Avatar BudowniczyMakaronu
//hełm?

Żelazna zbroja w tym upale? Cholera, wystarczy go zmęczyć
Podszedł bliżej i gdy ten się na niegi zamachnął odskoczył. Zaczął go szybko obchodzić, żeby zobaczyć czy ma jakieś wiązania zbroi lub coś podobnego na plecach

Avatar Kuba1001
//*Hełm, bo wątpię, żeby na łbie całe miasto nosił.//

Avatar BudowniczyMakaronu
//zawsze mi się ku*wa myli

Avatar Vader0PL
Właściciel
Mhroczny, Kuba
No ale tak na serio, to weź któryś zabij drugiego w końcu.

Makaron
Czy na plecach? No, możliwe. Trudno określić, gdyż podniósł jakąś tarczę i zamontował ją na plecach. Warto uderzać go pod pachami.

Avatar BudowniczyMakaronu
Trzeba więc zmusić go, do podniesienia rąk. Czyli prawdopodobnie obrony głowy.

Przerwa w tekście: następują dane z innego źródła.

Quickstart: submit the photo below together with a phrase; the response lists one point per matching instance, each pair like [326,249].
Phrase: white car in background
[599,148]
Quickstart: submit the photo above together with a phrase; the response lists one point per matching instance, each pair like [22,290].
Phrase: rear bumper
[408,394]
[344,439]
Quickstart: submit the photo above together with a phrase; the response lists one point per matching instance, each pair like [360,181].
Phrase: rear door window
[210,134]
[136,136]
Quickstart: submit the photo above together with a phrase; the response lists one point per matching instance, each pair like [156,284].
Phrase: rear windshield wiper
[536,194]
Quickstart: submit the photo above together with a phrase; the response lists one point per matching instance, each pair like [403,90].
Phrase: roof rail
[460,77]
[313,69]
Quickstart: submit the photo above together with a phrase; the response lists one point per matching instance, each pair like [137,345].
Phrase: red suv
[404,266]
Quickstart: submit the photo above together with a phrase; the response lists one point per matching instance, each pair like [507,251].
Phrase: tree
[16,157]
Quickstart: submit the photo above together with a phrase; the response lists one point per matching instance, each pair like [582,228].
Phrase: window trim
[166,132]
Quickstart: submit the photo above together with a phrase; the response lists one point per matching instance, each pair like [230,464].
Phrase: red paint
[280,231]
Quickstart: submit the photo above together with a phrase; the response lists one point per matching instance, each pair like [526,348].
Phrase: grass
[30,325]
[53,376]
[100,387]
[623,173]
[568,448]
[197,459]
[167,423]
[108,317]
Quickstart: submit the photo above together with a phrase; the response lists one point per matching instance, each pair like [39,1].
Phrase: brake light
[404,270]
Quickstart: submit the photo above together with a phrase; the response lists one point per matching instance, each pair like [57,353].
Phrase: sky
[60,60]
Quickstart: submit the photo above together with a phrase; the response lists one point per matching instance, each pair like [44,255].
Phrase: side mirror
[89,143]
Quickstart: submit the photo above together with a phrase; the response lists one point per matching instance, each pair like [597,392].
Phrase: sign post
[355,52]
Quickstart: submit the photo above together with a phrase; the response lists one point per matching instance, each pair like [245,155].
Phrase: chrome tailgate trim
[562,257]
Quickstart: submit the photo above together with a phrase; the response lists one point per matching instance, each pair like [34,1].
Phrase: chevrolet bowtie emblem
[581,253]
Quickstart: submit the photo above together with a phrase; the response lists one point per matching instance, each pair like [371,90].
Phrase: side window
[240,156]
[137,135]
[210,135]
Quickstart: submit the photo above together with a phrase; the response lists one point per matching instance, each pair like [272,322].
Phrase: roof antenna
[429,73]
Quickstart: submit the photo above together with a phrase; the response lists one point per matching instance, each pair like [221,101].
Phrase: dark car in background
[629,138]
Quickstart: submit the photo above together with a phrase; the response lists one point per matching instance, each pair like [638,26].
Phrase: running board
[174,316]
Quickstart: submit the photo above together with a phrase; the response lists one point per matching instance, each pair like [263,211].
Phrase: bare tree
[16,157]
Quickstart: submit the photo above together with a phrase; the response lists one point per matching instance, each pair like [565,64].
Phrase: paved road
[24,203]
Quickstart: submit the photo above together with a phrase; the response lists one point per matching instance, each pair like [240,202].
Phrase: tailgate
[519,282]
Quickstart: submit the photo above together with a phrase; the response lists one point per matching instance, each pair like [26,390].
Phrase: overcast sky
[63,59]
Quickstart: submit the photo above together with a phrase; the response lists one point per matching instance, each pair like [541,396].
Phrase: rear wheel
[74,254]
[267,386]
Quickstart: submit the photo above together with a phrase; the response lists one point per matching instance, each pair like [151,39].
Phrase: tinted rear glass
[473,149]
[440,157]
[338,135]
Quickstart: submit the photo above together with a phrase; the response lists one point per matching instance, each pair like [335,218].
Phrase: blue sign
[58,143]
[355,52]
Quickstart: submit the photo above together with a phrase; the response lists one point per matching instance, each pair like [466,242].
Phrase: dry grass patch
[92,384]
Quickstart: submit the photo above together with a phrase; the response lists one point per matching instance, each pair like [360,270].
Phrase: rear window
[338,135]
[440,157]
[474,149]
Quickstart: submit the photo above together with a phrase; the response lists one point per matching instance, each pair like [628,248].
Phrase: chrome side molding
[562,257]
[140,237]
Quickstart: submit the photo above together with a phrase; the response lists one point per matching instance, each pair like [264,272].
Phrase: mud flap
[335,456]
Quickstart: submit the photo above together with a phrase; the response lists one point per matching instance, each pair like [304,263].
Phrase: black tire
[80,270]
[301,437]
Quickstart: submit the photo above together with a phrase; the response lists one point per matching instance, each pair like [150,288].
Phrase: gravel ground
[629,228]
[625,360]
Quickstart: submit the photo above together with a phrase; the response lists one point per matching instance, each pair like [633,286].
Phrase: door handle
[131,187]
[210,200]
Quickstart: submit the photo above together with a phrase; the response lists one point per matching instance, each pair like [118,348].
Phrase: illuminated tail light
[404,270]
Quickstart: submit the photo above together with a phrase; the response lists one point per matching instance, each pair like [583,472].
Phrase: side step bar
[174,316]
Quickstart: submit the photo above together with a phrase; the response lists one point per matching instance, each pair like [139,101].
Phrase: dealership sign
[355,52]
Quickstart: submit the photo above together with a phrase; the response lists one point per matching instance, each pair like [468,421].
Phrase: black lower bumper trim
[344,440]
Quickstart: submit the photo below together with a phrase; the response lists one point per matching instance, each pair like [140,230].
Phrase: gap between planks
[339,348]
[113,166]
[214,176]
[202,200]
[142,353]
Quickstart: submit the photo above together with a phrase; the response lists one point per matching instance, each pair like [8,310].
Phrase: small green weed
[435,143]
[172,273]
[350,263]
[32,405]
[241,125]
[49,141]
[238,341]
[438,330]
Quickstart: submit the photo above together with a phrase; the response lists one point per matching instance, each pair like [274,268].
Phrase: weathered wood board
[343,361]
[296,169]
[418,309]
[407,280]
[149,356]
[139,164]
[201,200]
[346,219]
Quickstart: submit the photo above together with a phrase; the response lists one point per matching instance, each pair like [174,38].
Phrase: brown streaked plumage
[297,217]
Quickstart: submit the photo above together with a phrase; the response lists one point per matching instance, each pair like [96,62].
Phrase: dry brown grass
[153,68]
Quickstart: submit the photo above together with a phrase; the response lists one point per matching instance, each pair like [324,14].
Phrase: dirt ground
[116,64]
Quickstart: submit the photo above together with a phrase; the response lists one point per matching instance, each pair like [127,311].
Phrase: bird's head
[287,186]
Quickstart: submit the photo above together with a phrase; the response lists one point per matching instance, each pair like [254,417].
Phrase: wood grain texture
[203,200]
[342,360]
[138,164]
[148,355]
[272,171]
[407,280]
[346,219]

Ruchem tarczy zasymulował uderzenie i przygotował miecz na podniesienie ręki

Avatar Mroczny_Pan
Próbuje zabić.

Avatar Vader0PL
Właściciel
Mhroczny, Kuba
Może jaśniej?

Makaron
No cóż, on uderzył w tarczę. Bolało.

Avatar Kuba1001
Ch** ku*wa zasłania się tarczą, a gdy ten zaatakuje, napi**dala go ile wlezie, żeby w końcu stracił przytomność, zginął czy inna cholera.

Avatar BudowniczyMakaronu
Postanowił więc go zmęczyć. Szybkimi posunięciami zaczął go okrąż, uderzać płaską stroną miecza i czekać na jego błąd, równocześnie będąc gotowym do uniku

Avatar Mroczny_Pan
Próbuje się bronić, ale jest słaby w walce mieczem więc pewnie umrze.

Avatar Vader0PL
Właściciel
Kuba
Odrąbałeś mu ostatnią rękę.

Mhroczny
Teraz z pewnością.

Makaron
No cóż, znowu zaszarżował i zdołał go pochwycić. Teraz jeszcze nim rzucił, tym razem gdzieś dalej od centrum walki.

Avatar Kuba1001
Dobił go, tak z litości i w ogóle.

Avatar Mroczny_Pan
Dosłownie umiera.
//co mam robić?

Avatar BudowniczyMakaronu
Jürgen postanowil na razie nie wracac do nowego kolegi. Zaczal dzgac mieczem najblizszego przeciwnika, jednoczesnie trzymajac tercze w kierunku drugiego w swoim polu widzenia.